From the title alone, you’d already get the idea how the book will be presented. Yes, customer service concepts and principles, most of which we already know, are presented in anecdotes—much like Aesop’s fables.
The book is effective because customer service principles, which would otherwise sound serious and sanctimonious, are derived from real-life situations, and lessons are gleaned by processing each featured experience.
From the experiences and behaviors of clowns, hyenas, a greek chorus, parrots, snipes, porcupines, (grizzly) bear, Murphy’s law, to penguins, self-absorbed bride, a knight (Sir Gawain and King Arthur), piggies, bees, dogs, laid-off psychologists, sloths, mopes, hare (or rabbits), ruler and not necessarily a leader, a coach, there is a mountain of lessons to be learned.
There are 10 more lessons, so get your copy of What to Say to a Porcupine?

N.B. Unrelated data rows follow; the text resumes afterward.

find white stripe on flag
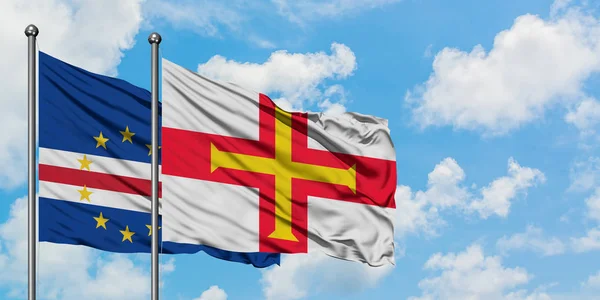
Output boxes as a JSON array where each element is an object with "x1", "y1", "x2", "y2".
[
  {"x1": 40, "y1": 147, "x2": 162, "y2": 180},
  {"x1": 163, "y1": 176, "x2": 259, "y2": 252},
  {"x1": 39, "y1": 181, "x2": 162, "y2": 213}
]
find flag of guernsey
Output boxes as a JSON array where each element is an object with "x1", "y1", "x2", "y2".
[
  {"x1": 161, "y1": 59, "x2": 396, "y2": 266},
  {"x1": 39, "y1": 52, "x2": 279, "y2": 267}
]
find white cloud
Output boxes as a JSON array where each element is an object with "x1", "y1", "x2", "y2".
[
  {"x1": 571, "y1": 228, "x2": 600, "y2": 253},
  {"x1": 496, "y1": 226, "x2": 566, "y2": 256},
  {"x1": 194, "y1": 285, "x2": 227, "y2": 300},
  {"x1": 198, "y1": 43, "x2": 356, "y2": 110},
  {"x1": 469, "y1": 158, "x2": 546, "y2": 219},
  {"x1": 405, "y1": 1, "x2": 600, "y2": 135},
  {"x1": 581, "y1": 271, "x2": 600, "y2": 290},
  {"x1": 261, "y1": 253, "x2": 393, "y2": 300},
  {"x1": 395, "y1": 158, "x2": 544, "y2": 237},
  {"x1": 271, "y1": 0, "x2": 400, "y2": 25},
  {"x1": 0, "y1": 198, "x2": 169, "y2": 300},
  {"x1": 409, "y1": 244, "x2": 544, "y2": 300},
  {"x1": 0, "y1": 0, "x2": 142, "y2": 188}
]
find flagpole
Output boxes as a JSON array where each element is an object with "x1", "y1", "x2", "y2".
[
  {"x1": 148, "y1": 32, "x2": 162, "y2": 300},
  {"x1": 25, "y1": 24, "x2": 39, "y2": 300}
]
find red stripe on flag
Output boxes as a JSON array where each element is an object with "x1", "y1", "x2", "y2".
[{"x1": 39, "y1": 164, "x2": 162, "y2": 198}]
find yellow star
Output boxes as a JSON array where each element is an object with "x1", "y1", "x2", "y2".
[
  {"x1": 77, "y1": 185, "x2": 92, "y2": 202},
  {"x1": 119, "y1": 126, "x2": 135, "y2": 144},
  {"x1": 94, "y1": 131, "x2": 108, "y2": 149},
  {"x1": 146, "y1": 225, "x2": 161, "y2": 236},
  {"x1": 78, "y1": 154, "x2": 92, "y2": 171},
  {"x1": 146, "y1": 144, "x2": 160, "y2": 156},
  {"x1": 119, "y1": 226, "x2": 135, "y2": 243},
  {"x1": 94, "y1": 212, "x2": 108, "y2": 230}
]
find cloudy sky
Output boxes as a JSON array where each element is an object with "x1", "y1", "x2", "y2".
[{"x1": 0, "y1": 0, "x2": 600, "y2": 300}]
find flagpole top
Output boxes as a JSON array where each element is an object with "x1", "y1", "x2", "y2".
[
  {"x1": 148, "y1": 32, "x2": 162, "y2": 44},
  {"x1": 25, "y1": 24, "x2": 38, "y2": 37}
]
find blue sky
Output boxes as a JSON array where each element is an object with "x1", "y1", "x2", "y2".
[{"x1": 0, "y1": 0, "x2": 600, "y2": 300}]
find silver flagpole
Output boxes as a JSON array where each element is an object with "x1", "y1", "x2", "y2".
[
  {"x1": 148, "y1": 32, "x2": 162, "y2": 300},
  {"x1": 25, "y1": 24, "x2": 39, "y2": 300}
]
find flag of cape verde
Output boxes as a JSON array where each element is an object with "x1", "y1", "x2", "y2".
[{"x1": 39, "y1": 52, "x2": 279, "y2": 267}]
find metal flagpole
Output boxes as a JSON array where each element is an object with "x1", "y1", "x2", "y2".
[
  {"x1": 148, "y1": 32, "x2": 162, "y2": 300},
  {"x1": 25, "y1": 24, "x2": 39, "y2": 300}
]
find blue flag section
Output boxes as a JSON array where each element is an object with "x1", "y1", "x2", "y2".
[{"x1": 39, "y1": 52, "x2": 280, "y2": 267}]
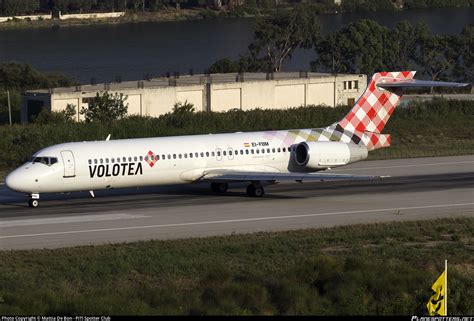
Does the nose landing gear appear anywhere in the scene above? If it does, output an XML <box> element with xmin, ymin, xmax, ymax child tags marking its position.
<box><xmin>28</xmin><ymin>194</ymin><xmax>39</xmax><ymax>208</ymax></box>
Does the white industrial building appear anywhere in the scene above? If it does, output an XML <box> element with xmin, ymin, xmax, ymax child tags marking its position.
<box><xmin>21</xmin><ymin>72</ymin><xmax>367</xmax><ymax>122</ymax></box>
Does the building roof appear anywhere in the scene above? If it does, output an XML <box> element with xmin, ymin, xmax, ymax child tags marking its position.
<box><xmin>25</xmin><ymin>72</ymin><xmax>355</xmax><ymax>94</ymax></box>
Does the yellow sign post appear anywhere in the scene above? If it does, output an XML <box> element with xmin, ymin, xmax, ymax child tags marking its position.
<box><xmin>426</xmin><ymin>260</ymin><xmax>448</xmax><ymax>316</ymax></box>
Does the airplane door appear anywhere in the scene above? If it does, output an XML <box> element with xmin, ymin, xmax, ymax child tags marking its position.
<box><xmin>216</xmin><ymin>148</ymin><xmax>222</xmax><ymax>161</ymax></box>
<box><xmin>227</xmin><ymin>147</ymin><xmax>234</xmax><ymax>159</ymax></box>
<box><xmin>61</xmin><ymin>150</ymin><xmax>76</xmax><ymax>177</ymax></box>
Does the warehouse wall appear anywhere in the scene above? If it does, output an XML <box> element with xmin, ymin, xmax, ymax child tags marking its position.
<box><xmin>22</xmin><ymin>75</ymin><xmax>367</xmax><ymax>121</ymax></box>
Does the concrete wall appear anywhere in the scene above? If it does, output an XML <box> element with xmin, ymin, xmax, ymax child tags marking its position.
<box><xmin>59</xmin><ymin>11</ymin><xmax>125</xmax><ymax>20</ymax></box>
<box><xmin>22</xmin><ymin>75</ymin><xmax>367</xmax><ymax>121</ymax></box>
<box><xmin>0</xmin><ymin>11</ymin><xmax>125</xmax><ymax>23</ymax></box>
<box><xmin>0</xmin><ymin>14</ymin><xmax>51</xmax><ymax>23</ymax></box>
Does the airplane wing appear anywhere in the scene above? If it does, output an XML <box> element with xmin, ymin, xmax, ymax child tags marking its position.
<box><xmin>376</xmin><ymin>79</ymin><xmax>469</xmax><ymax>88</ymax></box>
<box><xmin>197</xmin><ymin>169</ymin><xmax>382</xmax><ymax>182</ymax></box>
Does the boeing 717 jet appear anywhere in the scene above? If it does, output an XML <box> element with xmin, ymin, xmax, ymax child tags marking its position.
<box><xmin>5</xmin><ymin>71</ymin><xmax>467</xmax><ymax>207</ymax></box>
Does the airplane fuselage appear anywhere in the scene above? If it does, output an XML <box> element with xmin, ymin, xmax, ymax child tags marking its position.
<box><xmin>8</xmin><ymin>129</ymin><xmax>364</xmax><ymax>194</ymax></box>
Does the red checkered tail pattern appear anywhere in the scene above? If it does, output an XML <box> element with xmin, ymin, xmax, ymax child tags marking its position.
<box><xmin>336</xmin><ymin>71</ymin><xmax>415</xmax><ymax>134</ymax></box>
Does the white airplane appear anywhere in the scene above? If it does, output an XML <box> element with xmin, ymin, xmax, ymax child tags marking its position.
<box><xmin>5</xmin><ymin>71</ymin><xmax>467</xmax><ymax>207</ymax></box>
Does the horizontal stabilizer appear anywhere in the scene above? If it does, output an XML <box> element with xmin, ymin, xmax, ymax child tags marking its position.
<box><xmin>376</xmin><ymin>79</ymin><xmax>469</xmax><ymax>88</ymax></box>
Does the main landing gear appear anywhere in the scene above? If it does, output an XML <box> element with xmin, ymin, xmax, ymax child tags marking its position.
<box><xmin>28</xmin><ymin>194</ymin><xmax>39</xmax><ymax>208</ymax></box>
<box><xmin>247</xmin><ymin>182</ymin><xmax>265</xmax><ymax>197</ymax></box>
<box><xmin>211</xmin><ymin>183</ymin><xmax>229</xmax><ymax>193</ymax></box>
<box><xmin>211</xmin><ymin>182</ymin><xmax>265</xmax><ymax>197</ymax></box>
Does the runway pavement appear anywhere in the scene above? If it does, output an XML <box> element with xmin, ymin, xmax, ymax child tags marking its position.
<box><xmin>0</xmin><ymin>155</ymin><xmax>474</xmax><ymax>249</ymax></box>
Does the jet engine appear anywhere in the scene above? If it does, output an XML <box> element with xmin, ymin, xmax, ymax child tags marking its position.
<box><xmin>295</xmin><ymin>142</ymin><xmax>368</xmax><ymax>169</ymax></box>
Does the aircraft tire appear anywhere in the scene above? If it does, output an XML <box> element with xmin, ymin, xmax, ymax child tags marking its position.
<box><xmin>211</xmin><ymin>183</ymin><xmax>229</xmax><ymax>193</ymax></box>
<box><xmin>247</xmin><ymin>184</ymin><xmax>265</xmax><ymax>197</ymax></box>
<box><xmin>28</xmin><ymin>199</ymin><xmax>39</xmax><ymax>208</ymax></box>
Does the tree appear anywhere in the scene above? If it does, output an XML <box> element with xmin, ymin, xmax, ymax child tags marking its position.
<box><xmin>413</xmin><ymin>27</ymin><xmax>456</xmax><ymax>80</ymax></box>
<box><xmin>80</xmin><ymin>91</ymin><xmax>128</xmax><ymax>123</ymax></box>
<box><xmin>311</xmin><ymin>20</ymin><xmax>393</xmax><ymax>74</ymax></box>
<box><xmin>453</xmin><ymin>24</ymin><xmax>474</xmax><ymax>82</ymax></box>
<box><xmin>249</xmin><ymin>5</ymin><xmax>320</xmax><ymax>72</ymax></box>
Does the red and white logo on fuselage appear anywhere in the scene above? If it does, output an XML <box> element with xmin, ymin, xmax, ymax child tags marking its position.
<box><xmin>145</xmin><ymin>150</ymin><xmax>157</xmax><ymax>167</ymax></box>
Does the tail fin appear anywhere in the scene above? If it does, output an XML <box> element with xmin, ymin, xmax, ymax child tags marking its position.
<box><xmin>331</xmin><ymin>71</ymin><xmax>469</xmax><ymax>150</ymax></box>
<box><xmin>337</xmin><ymin>71</ymin><xmax>415</xmax><ymax>132</ymax></box>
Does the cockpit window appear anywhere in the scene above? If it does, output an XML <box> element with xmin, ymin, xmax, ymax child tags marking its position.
<box><xmin>31</xmin><ymin>157</ymin><xmax>58</xmax><ymax>166</ymax></box>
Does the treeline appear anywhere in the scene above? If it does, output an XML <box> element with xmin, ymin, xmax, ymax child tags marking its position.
<box><xmin>0</xmin><ymin>99</ymin><xmax>474</xmax><ymax>170</ymax></box>
<box><xmin>208</xmin><ymin>14</ymin><xmax>474</xmax><ymax>82</ymax></box>
<box><xmin>0</xmin><ymin>0</ymin><xmax>474</xmax><ymax>16</ymax></box>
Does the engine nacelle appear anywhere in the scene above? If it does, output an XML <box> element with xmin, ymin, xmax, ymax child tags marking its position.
<box><xmin>295</xmin><ymin>142</ymin><xmax>368</xmax><ymax>169</ymax></box>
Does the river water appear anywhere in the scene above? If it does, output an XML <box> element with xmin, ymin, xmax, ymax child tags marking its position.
<box><xmin>0</xmin><ymin>8</ymin><xmax>474</xmax><ymax>83</ymax></box>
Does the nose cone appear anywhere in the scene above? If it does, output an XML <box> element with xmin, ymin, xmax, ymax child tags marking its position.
<box><xmin>5</xmin><ymin>169</ymin><xmax>31</xmax><ymax>192</ymax></box>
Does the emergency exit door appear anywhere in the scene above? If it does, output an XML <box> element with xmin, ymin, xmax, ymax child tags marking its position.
<box><xmin>61</xmin><ymin>150</ymin><xmax>76</xmax><ymax>177</ymax></box>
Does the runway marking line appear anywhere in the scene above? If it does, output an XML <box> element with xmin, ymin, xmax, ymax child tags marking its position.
<box><xmin>0</xmin><ymin>203</ymin><xmax>474</xmax><ymax>239</ymax></box>
<box><xmin>333</xmin><ymin>161</ymin><xmax>474</xmax><ymax>172</ymax></box>
<box><xmin>0</xmin><ymin>213</ymin><xmax>149</xmax><ymax>228</ymax></box>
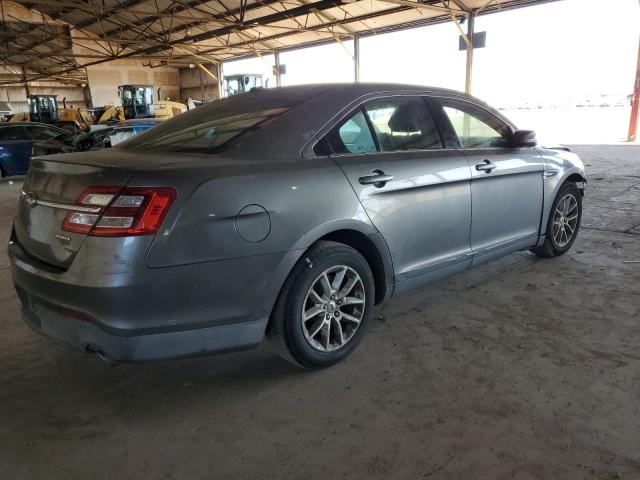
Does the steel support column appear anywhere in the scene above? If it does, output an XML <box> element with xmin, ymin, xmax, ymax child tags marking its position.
<box><xmin>216</xmin><ymin>62</ymin><xmax>226</xmax><ymax>98</ymax></box>
<box><xmin>464</xmin><ymin>13</ymin><xmax>475</xmax><ymax>93</ymax></box>
<box><xmin>353</xmin><ymin>33</ymin><xmax>360</xmax><ymax>83</ymax></box>
<box><xmin>273</xmin><ymin>50</ymin><xmax>282</xmax><ymax>87</ymax></box>
<box><xmin>627</xmin><ymin>34</ymin><xmax>640</xmax><ymax>142</ymax></box>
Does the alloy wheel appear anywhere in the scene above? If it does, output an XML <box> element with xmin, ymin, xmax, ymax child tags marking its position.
<box><xmin>301</xmin><ymin>265</ymin><xmax>365</xmax><ymax>352</ymax></box>
<box><xmin>553</xmin><ymin>193</ymin><xmax>580</xmax><ymax>248</ymax></box>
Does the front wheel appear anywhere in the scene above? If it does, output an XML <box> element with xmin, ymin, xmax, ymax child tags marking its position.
<box><xmin>267</xmin><ymin>241</ymin><xmax>375</xmax><ymax>368</ymax></box>
<box><xmin>531</xmin><ymin>183</ymin><xmax>582</xmax><ymax>257</ymax></box>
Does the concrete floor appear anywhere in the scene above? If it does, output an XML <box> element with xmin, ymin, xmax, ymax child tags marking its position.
<box><xmin>0</xmin><ymin>146</ymin><xmax>640</xmax><ymax>480</ymax></box>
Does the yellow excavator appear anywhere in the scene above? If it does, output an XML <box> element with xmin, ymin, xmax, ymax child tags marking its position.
<box><xmin>9</xmin><ymin>95</ymin><xmax>93</xmax><ymax>130</ymax></box>
<box><xmin>94</xmin><ymin>85</ymin><xmax>195</xmax><ymax>124</ymax></box>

EPILOGUE: Good service is more than a fable. Yes, it’s definitely more than fantasy, more than concepts and ideas. It’s all about action and engagement.
Overall, what I learned from the book is that great customer service springs from a genuine understanding of the human psyche. That psyche is not that of other people, but our own. How we want to be treated, is much the same way that other people would want to be treated as well. In other words, “do not do unto others what you don’t want others do unto you.”